On Feb. 9, 2022, a day after Feval made his discovery, an initial set of remains and artifacts was removed from the ground and placed in a wooden box. Caloud draped a U.S. flag over the makeshift casket and transported it to the local office of the Gendarmerie Nationale, France’s rural police, for safekeeping until authorities determined the next steps. The gendarmes lined up and saluted as Caloud and his team from Oise-Aisne carried the remains pallbearer-style into the building.

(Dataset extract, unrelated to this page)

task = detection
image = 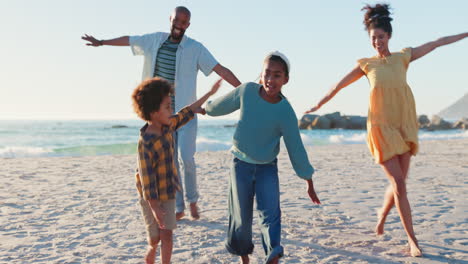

“I treated him like he was one of mine,” Caloud, a retired Marine sergeant major, said.

There was likely more of this unknown soldier to unearth. Two weeks later, Caloud, in cooperation with French authorities and along with French World War I expert and archaeologist Yves Desfossés, excavated the rest of the battlefield grave.

The second dig brought up metal parts of a stretcher, an illegible identification tag and more bone fragments.

Pictures of the artifacts were sent to Knapp’s team for identification. Before a proper burial could happen, there needed to be proof beyond a reasonable doubt of the nationality of the remains.

Every artifact, from the trench knife to the ammunition, was U.S. government issue, leading Knapp and his team to believe the remains were American.

“There’s just no doubt about it,” he said.

His team also cross-referenced the artifacts with a memoir by the Rev. Francis P. Duffy, a highly decorated Army chaplain with the famed “Rainbow Division.” Duffy mentions that several of the dead from the 165th Regiment, 42nd Division, were buried along the wall of the Villers-sur-Fère cemetery exactly where these remains were found.

French and British authorities concurred with these findings. Although there was no way to determine the identity of the soldier, the remains were American.

Caloud’s focus shifted to planning a funeral at Oise-Aisne American Cemetery. This would be the first burial at this cemetery since 1932 and the first burial of any World War I unknown in an overseas American cemetery since 1988.

On June 7, 2023, the unknown American soldier received a full-honors funeral and was laid to rest with the men he fought beside.

“I just felt happy that he’s with his own guys,” Caloud said.

During the funeral, then-Army Chief of Staff Gen. James McConville presented the U.S. flag that draped over the soldier’s coffin to the mayor of Villers-sur-Fère as a gift of appreciation. Feval, the local undertaker, died before the funeral, but Caloud said none of this would’ve happened without him.

“Mr. Feval could have easily said, ‘Hey, this trench knife is really cool,’ and then shoved the rest of it back into the dirt,” Caloud said. “So my gratitude to him.”